Acabei sendo ríspida na segunda noite quando ele perguntou se eu tinha saído novamente para outra excursão perigosa. Seu tom autoritário me enfezou tanto que o larguei no meio do jantar e subi para o quarto. Não entendia essa obsessão dele com cada passo meu. Por isso evitei contar que tinha mandando um bilhete ao rapazote do primeiro dia pedindo para ele aparecer em casa, não me senti a vontade de contar. Se com um passeio sem correr nenhum perigo algum o rei surtou, como ele reagiria ao saber que eu esperava receber em minha casa um dos arruaceiros e assaltantes das ruas? Com certeza mandaria enforcar o pobre garoto.

Já fazia dois dias que eu tinha mandado o bilhete a Daniel e ele ainda não tinha enviado uma resposta. Hoje o dia parecia mais chato que o normal, eu queria fazer algo mais do que observar os transeuntes pela janela, mais do que simplesmente observar os pobres pedindo ajuda na rua e recebendo como resposta chutes e ofensas. Já estava ficando incomodada com esse descaso com a fome dessas pessoas.

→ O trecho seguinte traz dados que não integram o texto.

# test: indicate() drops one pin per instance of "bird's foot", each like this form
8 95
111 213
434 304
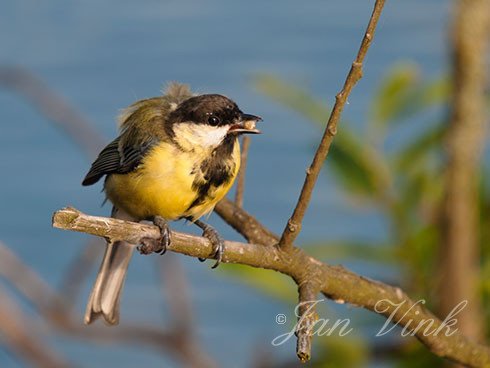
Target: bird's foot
150 245
216 240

Logo ouvi palmas e corri atender, imaginei que fosse Tiago já que ele não apareceu desde o jantar nada agradável, e apesar de todos os nossos encontros não terem sido maravilhosos, eu queria vê-lo. Mas minha alegria chegou igualmente ao ver os olhos verdes e joviais me encarando.

Daniel me olhava com curiosidade e com um sorriso maroto nos lábios. — Muito cedo para cobrar uma dívida, Amélia.

— Perdoe-me, não o chamei para cobrar nada, na verdade eu gostaria de pedir um favor.

Os olhos verdes brilharam maliciosos. — Ou seja, uma cobrança.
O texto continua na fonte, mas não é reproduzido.